AAVLife, a Paris, France-based gene-therapy company focusing on rare diseases, raised $12m in Series A financing.
The round was led by Versant Ventures, with participation from Inserm Transfert Initiative, a French seed-investment firm linked to the French National Institute of Health and Medical Research (Inserm).
The company intends to use the funds to advance into clinical studies.
Led by Amber Salzman, Ph.D., co-founder and Chief Executive Officer, AAVLife has already advanced research of a gene-therapy approach into further preclinical studies to inform decisions about dosing and route of administration to be used in a clinical trial.

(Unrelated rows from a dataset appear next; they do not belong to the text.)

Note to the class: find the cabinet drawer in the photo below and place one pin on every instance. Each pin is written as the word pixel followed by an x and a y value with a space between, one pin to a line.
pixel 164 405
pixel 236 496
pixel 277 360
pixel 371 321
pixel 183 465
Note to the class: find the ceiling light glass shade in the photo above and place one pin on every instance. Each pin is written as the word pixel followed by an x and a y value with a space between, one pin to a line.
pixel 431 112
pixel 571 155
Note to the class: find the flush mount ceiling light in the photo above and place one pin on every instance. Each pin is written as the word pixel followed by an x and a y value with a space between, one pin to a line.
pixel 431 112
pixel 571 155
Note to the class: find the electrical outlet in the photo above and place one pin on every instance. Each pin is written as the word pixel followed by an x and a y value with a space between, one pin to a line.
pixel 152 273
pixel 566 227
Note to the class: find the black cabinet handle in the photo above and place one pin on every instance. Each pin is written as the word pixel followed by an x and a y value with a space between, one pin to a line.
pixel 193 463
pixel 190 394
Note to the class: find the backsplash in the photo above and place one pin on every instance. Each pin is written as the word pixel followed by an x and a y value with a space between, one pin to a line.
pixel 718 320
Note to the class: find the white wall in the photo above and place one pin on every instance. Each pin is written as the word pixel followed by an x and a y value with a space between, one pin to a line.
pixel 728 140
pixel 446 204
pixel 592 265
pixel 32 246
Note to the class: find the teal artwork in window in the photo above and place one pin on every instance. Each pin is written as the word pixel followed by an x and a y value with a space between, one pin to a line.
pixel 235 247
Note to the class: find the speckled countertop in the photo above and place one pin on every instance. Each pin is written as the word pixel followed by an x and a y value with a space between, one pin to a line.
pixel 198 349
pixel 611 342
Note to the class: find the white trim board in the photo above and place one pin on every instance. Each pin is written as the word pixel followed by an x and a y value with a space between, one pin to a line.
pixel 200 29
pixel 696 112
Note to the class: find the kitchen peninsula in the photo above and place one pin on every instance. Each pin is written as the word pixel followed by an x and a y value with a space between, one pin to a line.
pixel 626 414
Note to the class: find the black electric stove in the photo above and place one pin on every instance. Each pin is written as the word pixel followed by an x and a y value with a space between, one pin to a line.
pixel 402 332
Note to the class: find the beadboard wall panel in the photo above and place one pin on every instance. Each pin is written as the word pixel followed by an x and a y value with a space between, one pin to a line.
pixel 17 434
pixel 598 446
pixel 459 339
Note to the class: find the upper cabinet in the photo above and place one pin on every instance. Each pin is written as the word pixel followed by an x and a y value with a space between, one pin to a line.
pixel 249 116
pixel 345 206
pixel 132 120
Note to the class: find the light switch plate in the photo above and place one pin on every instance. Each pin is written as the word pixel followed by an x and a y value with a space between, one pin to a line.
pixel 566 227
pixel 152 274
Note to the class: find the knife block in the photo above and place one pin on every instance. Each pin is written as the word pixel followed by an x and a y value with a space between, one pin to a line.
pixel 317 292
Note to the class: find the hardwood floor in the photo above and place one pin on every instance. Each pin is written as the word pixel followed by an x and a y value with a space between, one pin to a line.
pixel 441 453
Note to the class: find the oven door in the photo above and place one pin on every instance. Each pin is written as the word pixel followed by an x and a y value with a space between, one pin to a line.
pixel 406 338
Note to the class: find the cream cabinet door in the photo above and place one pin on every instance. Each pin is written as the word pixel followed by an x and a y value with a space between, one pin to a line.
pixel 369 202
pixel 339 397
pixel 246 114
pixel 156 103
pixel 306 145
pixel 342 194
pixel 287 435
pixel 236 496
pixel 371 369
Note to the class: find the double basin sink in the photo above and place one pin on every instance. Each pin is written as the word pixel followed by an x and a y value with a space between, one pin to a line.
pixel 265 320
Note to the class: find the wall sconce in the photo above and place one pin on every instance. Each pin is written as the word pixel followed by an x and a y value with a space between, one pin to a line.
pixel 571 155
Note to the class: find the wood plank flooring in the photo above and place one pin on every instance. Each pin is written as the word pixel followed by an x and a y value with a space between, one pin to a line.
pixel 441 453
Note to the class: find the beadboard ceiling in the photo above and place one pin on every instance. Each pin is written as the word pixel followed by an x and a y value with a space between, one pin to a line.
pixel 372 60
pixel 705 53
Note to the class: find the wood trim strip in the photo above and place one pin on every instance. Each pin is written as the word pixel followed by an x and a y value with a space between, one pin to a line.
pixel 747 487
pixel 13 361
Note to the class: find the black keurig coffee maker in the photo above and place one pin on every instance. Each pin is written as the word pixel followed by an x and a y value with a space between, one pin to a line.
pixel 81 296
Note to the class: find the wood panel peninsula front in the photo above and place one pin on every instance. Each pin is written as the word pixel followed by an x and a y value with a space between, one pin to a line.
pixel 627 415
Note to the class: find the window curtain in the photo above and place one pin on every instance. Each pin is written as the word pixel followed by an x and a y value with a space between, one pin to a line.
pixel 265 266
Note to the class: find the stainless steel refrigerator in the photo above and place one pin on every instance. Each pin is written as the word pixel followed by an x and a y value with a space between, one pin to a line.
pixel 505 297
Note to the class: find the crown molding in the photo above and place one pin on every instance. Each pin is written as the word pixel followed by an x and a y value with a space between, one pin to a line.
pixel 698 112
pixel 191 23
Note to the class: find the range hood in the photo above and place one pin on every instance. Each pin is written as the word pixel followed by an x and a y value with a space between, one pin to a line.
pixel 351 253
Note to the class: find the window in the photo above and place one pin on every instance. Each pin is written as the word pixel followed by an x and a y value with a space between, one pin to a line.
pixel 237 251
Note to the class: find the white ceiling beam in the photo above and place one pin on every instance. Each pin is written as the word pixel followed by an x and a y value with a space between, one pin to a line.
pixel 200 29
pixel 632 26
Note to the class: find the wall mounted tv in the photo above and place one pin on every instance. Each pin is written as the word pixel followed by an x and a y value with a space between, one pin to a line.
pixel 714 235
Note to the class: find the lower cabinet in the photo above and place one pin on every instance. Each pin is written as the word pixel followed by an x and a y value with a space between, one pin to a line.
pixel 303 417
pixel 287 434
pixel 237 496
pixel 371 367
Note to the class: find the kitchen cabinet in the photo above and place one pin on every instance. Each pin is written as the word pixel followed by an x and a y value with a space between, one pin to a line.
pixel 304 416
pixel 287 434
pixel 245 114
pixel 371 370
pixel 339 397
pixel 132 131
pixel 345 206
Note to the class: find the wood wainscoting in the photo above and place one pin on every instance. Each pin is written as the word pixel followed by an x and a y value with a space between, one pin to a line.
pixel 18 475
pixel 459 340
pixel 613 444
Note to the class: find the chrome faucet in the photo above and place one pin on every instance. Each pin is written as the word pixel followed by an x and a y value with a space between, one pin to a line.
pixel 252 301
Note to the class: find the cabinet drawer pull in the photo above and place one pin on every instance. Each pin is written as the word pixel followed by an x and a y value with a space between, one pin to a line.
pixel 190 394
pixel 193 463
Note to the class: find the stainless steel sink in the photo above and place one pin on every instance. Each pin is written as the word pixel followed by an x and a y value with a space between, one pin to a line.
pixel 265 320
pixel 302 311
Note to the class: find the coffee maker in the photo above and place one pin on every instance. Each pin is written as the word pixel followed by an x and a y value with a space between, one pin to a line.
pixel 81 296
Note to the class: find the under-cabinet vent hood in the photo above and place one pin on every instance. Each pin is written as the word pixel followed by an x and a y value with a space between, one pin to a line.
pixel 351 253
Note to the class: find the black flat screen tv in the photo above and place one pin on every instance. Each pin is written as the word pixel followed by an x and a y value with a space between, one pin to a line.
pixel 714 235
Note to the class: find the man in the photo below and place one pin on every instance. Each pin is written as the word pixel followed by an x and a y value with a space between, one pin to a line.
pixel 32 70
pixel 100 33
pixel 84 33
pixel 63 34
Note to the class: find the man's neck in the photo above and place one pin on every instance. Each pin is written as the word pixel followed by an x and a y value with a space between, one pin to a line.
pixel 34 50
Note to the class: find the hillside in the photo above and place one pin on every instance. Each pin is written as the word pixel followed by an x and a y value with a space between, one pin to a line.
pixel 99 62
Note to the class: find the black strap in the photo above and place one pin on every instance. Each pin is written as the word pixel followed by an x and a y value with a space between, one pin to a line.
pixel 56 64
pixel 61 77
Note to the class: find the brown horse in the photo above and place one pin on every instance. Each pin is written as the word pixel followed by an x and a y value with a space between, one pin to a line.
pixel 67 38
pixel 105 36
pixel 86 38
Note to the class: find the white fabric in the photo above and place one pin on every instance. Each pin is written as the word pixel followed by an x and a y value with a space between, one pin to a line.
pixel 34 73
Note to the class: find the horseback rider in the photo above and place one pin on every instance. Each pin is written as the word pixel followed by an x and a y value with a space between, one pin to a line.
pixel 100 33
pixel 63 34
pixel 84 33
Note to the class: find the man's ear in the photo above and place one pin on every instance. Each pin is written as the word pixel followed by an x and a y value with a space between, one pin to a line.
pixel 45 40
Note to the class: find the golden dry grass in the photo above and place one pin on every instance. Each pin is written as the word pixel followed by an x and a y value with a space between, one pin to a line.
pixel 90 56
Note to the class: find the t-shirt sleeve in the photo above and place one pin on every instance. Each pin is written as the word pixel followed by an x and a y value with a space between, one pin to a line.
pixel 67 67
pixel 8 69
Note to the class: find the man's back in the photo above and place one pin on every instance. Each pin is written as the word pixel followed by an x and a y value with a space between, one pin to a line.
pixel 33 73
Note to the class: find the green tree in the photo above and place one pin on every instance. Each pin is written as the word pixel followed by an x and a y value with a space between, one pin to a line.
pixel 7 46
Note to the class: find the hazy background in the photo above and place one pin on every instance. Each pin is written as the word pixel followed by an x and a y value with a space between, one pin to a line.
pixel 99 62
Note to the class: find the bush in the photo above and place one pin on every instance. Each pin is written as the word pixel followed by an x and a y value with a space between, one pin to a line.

The company will be conferring with regulatory authorities about toxicity-study requirements and clinical-trial design.
The goal is to start a clinical trial in 2015 to evaluate gene therapy for the cardiac dysfunction associated with Friedreich’s ataxia, which affects 10,000 to 20,000 people in the United States and Europe.
Other co-founders of the company include:
– Patrick Aubourg, M.D. Ph.D, Head of Neuropediatrics at Hôpital Bicêtre Paris Sud.
– Pierre Bougnères, M.D., Ph.D., Head of Pediatric Endocrinology at Hôpital Bicêtre Paris Sud. With Dr. Aubourg,
– Ronald Crystal, M.D., Chairman of Genetic Medicine and Professor of Internal Medicine at Weill Cornell Medical College, New York.
– Hélène Puccio, Ph.D., Head of a research team at the Institute of Genetics and Molecular and Cellular Biology, University of Strasbourg, France.